Comme si 80 ans après les faits il était possible de trouver des preuves relatant les circonstances de la mort : articles de journaux, témoignages…etc.
L’exécutif demeurant sourd à notre demande de reconnaissance nous avons saisi le judiciaire puis le législatif.
Le Conseil d’Etat par une décision du 26 novembre 2007 (N° 272-704) nous a débouté, jugeant qu’il pouvait y avoir une différence de la douleur ressentie à la suite d’une opération de guerre ! Nous pensons plutôt que, devant le nombre concerné (prés de 350 000 à l’époque) il n’a pas voulu s’afficher comme étant « le gouvernement des juges ».
Nous avons alors saisi la Cour Européenne des Droits de l’Homme qui, après avoir déclaré notre dossier recevable, n’a pu que, sur le fond, se baser sur l’article 14 de la Convention Européenne et nous opposer un refus, cet article ne prenant en compte que les discriminations en relation avec la jouissance d’un droit ou d’une liberté.
On sait quelle aurait pu nous donner satisfaction en application de l’article 12 du protocole additionnel du 4 novembre 2014 qui réaffirme l’interdiction générale de discrimination. Elle n’a pu le faire car la France n’a pas ratifiée cet article qui l’a été cependant par 17 Etats sur 47 du Conseil de l’Europe (Espagne, Finlande…etc).
Au-delà d’un accord de principe de M. Nicolas Sarkozy, alors Président de la République, dans un fax qu’il m’a adressé le 23 mai 2005 à la veille de notre congrès de Colmar, les gouvernements successifs ont toujours répondu par la négative plus pour des raisons financières que pour des questions de principe.

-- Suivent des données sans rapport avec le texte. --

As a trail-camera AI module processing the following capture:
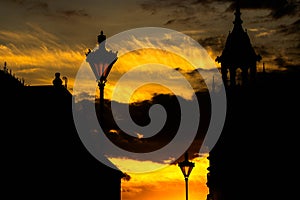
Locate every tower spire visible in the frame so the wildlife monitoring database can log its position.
[233,0,243,25]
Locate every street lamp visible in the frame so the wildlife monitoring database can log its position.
[86,31,118,113]
[178,152,195,200]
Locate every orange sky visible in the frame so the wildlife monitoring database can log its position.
[121,156,209,200]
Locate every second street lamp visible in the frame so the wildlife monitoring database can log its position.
[178,152,195,200]
[86,31,118,114]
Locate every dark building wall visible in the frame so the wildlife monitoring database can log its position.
[1,81,123,200]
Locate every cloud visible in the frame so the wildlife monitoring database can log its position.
[57,9,90,18]
[278,19,300,35]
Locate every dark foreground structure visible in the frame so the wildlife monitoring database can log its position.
[0,70,124,200]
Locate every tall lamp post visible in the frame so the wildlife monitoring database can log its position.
[178,152,195,200]
[86,31,118,113]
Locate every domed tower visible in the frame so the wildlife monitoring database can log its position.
[216,1,261,86]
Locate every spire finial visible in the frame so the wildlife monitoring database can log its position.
[233,0,243,25]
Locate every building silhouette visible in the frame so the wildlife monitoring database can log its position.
[0,62,124,200]
[216,1,261,86]
[207,1,300,200]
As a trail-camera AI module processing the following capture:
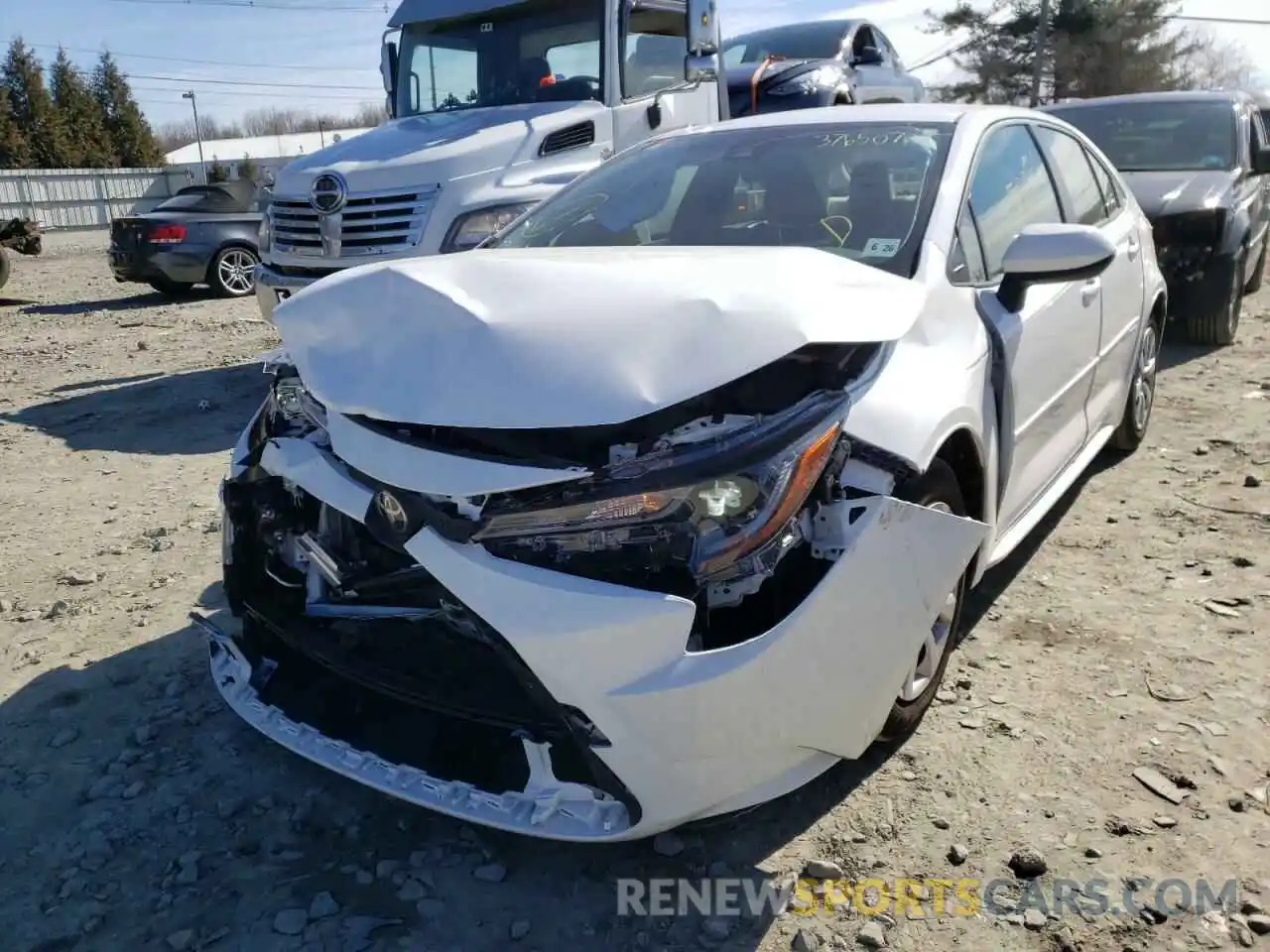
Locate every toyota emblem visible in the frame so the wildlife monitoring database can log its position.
[309,173,348,214]
[375,490,410,536]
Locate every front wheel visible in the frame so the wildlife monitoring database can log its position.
[207,248,260,298]
[877,459,970,743]
[1243,234,1270,295]
[1111,320,1160,453]
[1184,251,1246,346]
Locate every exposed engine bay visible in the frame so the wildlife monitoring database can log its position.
[226,345,912,650]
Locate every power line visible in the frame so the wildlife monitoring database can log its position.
[110,0,389,13]
[130,83,375,103]
[27,44,372,72]
[1161,15,1270,27]
[123,72,378,91]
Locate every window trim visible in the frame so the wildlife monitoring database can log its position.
[944,115,1065,290]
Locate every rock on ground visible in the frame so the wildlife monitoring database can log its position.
[0,235,1270,952]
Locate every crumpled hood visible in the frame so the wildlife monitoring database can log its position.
[274,248,926,429]
[273,101,606,198]
[1121,172,1238,218]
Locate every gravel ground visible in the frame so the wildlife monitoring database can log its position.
[0,235,1270,952]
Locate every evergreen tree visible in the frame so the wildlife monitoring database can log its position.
[0,37,66,169]
[49,47,114,169]
[931,0,1199,103]
[0,83,31,169]
[91,54,164,169]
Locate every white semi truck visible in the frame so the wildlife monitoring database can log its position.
[255,0,921,318]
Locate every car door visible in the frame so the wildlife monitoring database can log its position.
[1034,123,1147,432]
[949,122,1102,536]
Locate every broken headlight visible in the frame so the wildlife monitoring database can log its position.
[472,394,847,581]
[269,371,326,435]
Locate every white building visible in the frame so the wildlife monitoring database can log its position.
[167,128,369,181]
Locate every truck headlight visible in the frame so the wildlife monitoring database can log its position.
[255,210,273,254]
[441,202,537,254]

Nous estimons qu’il ne s’agit là que d’un prétexte.
La crise financière de 2007- 2008 étant passée, les bénéficiaires potentiels ayant beaucoup diminué, le budget consacré aux Anciens Combattants et Victimes de Guerre étant excédentaire nous avons à nouveau saisi le gouvernement avec un peu d’espoir.

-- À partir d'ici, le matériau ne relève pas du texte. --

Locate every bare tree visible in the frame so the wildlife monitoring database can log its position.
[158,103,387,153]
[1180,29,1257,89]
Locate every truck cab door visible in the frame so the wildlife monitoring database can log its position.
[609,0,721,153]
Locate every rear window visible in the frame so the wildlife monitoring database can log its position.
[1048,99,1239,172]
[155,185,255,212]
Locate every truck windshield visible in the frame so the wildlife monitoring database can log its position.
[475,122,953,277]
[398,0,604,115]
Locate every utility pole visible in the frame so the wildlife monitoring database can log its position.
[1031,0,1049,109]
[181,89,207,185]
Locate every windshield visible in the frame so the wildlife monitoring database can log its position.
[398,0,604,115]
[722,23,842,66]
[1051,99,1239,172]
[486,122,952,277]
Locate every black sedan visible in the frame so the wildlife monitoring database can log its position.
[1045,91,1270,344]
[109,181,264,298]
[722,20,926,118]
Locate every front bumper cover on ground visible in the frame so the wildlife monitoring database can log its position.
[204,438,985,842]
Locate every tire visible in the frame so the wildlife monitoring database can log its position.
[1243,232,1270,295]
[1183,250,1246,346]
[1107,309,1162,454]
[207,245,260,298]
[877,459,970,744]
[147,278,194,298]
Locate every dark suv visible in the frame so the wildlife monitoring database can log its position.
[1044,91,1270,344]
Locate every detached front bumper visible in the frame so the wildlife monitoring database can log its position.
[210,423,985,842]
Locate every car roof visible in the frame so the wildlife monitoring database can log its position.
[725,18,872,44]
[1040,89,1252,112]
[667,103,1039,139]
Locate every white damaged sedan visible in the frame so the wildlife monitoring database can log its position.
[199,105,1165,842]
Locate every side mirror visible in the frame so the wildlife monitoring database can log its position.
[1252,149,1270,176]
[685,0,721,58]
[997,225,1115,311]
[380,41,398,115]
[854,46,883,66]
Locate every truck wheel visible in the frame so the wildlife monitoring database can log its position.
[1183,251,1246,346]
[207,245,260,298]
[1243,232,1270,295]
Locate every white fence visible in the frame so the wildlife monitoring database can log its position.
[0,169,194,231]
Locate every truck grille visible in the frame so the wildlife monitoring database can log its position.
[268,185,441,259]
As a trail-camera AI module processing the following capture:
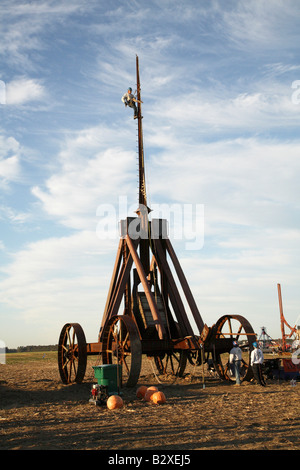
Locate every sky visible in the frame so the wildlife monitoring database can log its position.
[0,0,300,348]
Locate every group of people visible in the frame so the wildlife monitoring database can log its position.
[229,341,266,387]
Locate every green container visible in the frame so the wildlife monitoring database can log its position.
[92,364,122,395]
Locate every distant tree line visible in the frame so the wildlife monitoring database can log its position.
[6,344,57,353]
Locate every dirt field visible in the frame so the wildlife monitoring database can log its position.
[0,353,300,452]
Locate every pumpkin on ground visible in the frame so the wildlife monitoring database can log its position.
[136,385,148,398]
[106,395,123,410]
[151,391,166,405]
[144,385,158,401]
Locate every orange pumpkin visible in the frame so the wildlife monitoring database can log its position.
[151,391,166,405]
[136,385,147,398]
[144,385,158,401]
[106,395,123,410]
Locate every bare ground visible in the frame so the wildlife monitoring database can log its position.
[0,354,300,452]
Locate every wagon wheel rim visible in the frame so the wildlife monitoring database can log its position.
[154,351,188,377]
[212,315,256,382]
[58,323,87,384]
[102,315,142,387]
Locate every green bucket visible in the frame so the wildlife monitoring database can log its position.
[92,364,122,395]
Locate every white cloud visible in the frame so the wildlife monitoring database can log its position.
[6,77,46,105]
[32,123,135,230]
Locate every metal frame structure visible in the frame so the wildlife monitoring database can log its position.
[58,57,256,386]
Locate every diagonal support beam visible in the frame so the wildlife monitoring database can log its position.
[166,238,204,333]
[126,235,166,339]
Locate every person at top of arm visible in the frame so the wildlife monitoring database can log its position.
[122,87,137,119]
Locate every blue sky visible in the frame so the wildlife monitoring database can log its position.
[0,0,300,347]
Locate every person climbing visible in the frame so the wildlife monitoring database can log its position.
[229,341,242,385]
[122,87,138,119]
[250,341,266,387]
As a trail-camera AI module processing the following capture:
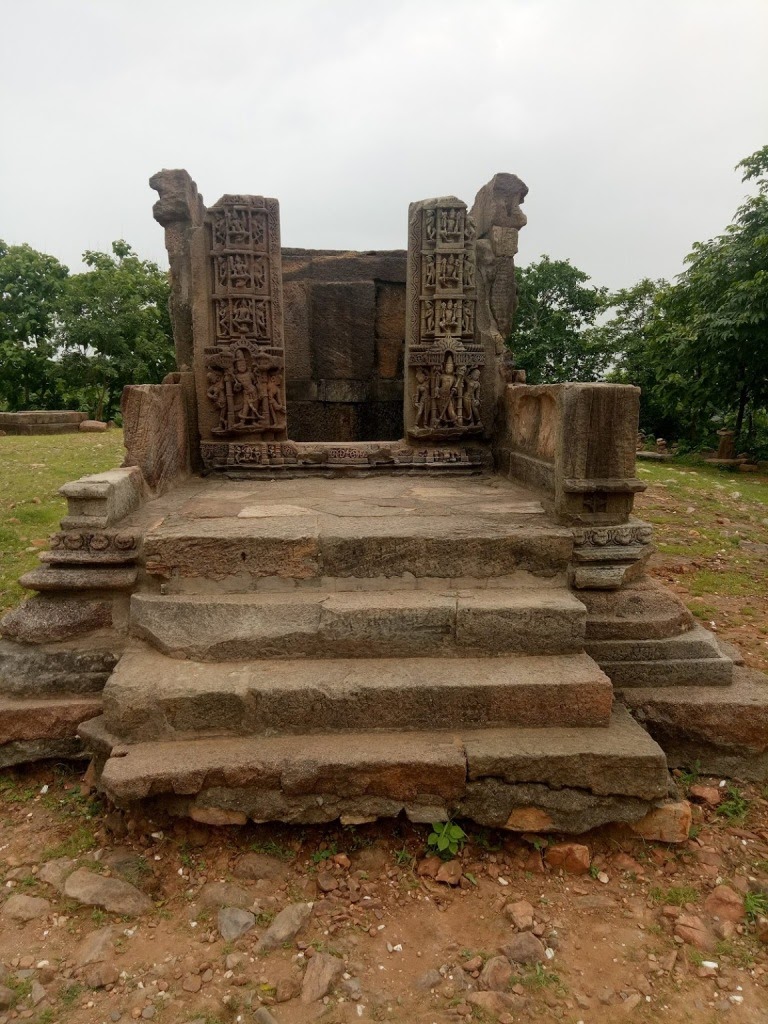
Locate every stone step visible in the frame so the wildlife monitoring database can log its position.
[81,708,669,831]
[131,589,586,662]
[103,645,613,742]
[0,693,101,768]
[620,667,768,783]
[585,625,733,688]
[143,520,573,581]
[585,626,733,688]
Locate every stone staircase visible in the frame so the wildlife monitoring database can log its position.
[81,481,684,831]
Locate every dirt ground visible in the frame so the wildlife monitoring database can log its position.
[0,765,768,1024]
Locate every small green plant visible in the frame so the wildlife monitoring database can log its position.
[744,892,768,921]
[309,843,337,864]
[648,886,699,906]
[718,785,750,821]
[251,839,295,860]
[427,821,467,860]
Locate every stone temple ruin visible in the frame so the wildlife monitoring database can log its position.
[0,171,768,840]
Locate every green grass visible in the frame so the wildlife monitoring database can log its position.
[649,886,699,906]
[0,430,124,611]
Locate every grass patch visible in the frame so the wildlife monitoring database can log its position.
[717,785,750,822]
[744,893,768,921]
[42,825,96,860]
[648,886,699,906]
[0,430,124,611]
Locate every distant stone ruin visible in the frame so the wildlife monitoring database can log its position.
[0,170,768,842]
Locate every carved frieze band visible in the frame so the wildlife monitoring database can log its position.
[205,196,286,437]
[46,530,141,565]
[201,441,486,470]
[407,201,484,440]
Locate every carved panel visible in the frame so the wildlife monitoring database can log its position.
[406,198,485,440]
[202,441,488,473]
[203,196,287,440]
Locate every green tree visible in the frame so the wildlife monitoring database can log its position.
[648,146,768,440]
[60,240,174,419]
[596,278,680,437]
[509,256,612,384]
[0,241,69,411]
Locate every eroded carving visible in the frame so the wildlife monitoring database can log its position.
[407,197,485,440]
[204,196,287,438]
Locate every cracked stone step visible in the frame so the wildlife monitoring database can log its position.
[103,647,613,741]
[620,667,768,782]
[0,693,101,768]
[143,515,573,580]
[81,708,669,831]
[131,588,586,660]
[585,625,733,687]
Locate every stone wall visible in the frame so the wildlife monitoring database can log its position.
[283,249,406,441]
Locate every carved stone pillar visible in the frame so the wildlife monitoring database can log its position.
[404,196,485,441]
[150,171,288,469]
[201,196,288,458]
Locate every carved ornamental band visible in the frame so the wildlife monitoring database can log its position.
[406,197,485,440]
[205,196,287,440]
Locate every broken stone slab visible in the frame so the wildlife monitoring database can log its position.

Hélas la réponse de M. Marc LAFFINEUR, alors Secrétaire d’Etat aux ACVG, demeurait la même : « il est impossible d’élargir les 2 décrets de 2000 et 2004 sauf cas de barbarie. »

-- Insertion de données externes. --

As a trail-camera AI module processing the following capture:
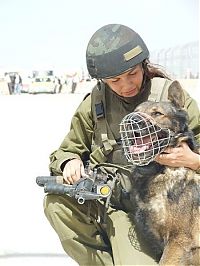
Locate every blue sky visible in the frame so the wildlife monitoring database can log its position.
[0,0,199,69]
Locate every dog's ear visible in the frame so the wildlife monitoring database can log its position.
[168,80,185,108]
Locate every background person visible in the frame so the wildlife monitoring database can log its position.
[44,24,200,266]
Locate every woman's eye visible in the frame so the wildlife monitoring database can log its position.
[130,72,137,75]
[112,79,119,83]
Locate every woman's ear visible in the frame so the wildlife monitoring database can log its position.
[168,80,185,108]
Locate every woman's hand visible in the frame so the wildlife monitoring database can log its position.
[63,159,85,185]
[155,142,200,170]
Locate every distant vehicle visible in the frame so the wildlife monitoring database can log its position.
[29,76,56,94]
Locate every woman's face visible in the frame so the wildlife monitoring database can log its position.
[103,64,144,97]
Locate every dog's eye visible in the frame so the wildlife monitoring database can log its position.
[152,111,163,116]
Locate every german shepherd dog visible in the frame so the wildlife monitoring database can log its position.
[123,81,200,266]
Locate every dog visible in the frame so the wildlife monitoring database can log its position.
[121,81,200,266]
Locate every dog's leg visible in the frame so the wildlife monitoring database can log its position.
[159,239,187,266]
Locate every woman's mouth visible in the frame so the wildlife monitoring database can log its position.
[122,88,137,97]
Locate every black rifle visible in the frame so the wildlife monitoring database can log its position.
[36,169,112,204]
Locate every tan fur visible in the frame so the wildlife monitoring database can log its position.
[131,84,200,266]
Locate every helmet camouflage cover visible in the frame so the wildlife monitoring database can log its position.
[86,24,149,79]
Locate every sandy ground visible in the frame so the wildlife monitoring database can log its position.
[0,79,199,266]
[0,93,93,266]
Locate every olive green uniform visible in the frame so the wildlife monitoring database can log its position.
[44,79,200,266]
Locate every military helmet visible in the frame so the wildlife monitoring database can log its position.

On a toutefois pu constater de la part M. Marc LAFFINEUR des propos encourageants.
N’a-t-il pas déclaré, dans la séance de l’Assemblée Nationale du 8 décembre 2011, en réponse à Mme la Députée de Moselle Anne GROMMERCH : « C’est bien sûr une préoccupation majeure du gouvernement, et il n’est pas question de laisser tomber ce sujet ».
Mieux, en réponse à M. Jacques LECENDRE, Ancien Ministre, Sénateur du Nord, M. Marc LAFFINEUR écrivait : « Fidèle à l’engagement du Président de la République, le Gouvernement demeure favorable à adopter un dispositif d’indemnisation consacrant la reconnaissance de l’égalité des Orphelins de Guerre, quels qu’ils soient (lettre du 20 mars 2012 – N° 2012-0028 – BSQG-QPA). »
L’exécutif et le judiciaire se déclarant impuissants, il restait le législatif à qui, toutes tendances confondues, nous devons exprimer toute notre gratitude :
34 propositions de Loi, des centaines et des centaines de lettres….Mais toujours la même réponse : les décrets de 2000 et 2004 sont spécifiques.
Nous nous sommes alors adressés au Défenseur des Droits. Nous comprenons qu’en votre qualité de Défenseur des Droit vous puissiez dire (Il ne nous semble pas possible de remettre en cause ces décrets sur la base d’une règlementation que nous ne saurions contester, ajoutant dans la même lettre : « j’évoquerai toutefois le dossier tant avec M. Le Président de l’Assemblée Nationale qu’avec le Président du Sénat ». (Lettre du 21 10 2014 – JT/BDICS).
Mais pour être juridiquement encadré votre pouvoir n’en existe pas moins et c’est avec une grande satisfaction que j’ai cette fois pris connaissance de votre lettre du 15 avril 2015 référence (BD/CS) ou vous indiquez :
« Je tiens à vous informer que j’ai pris l’attache tant du Président de Assemblée Nationale que du Président du Sénat pour leur signaler ces différences de traitement »
La différence de traitement… Nous y voilà.
Nous confirmons, étant d’accord avec vous, que nous ne demandons pas l’abrogation du décret de 2004……… Mais, comme il y a différence de traitement, ce décret doit être complété sous une forme juridique, quelle qu’elle soit, du ressort de l’Etat.
Il y a en effet eu faute de l’Etat car celui-ci nous a causé un préjudice, alors que nous ne demandions rien, en réveillant notre douleur. Compte tenu de notre âge, une indemnité équitable n’obérerait pas longtemps le budget de l’Etat !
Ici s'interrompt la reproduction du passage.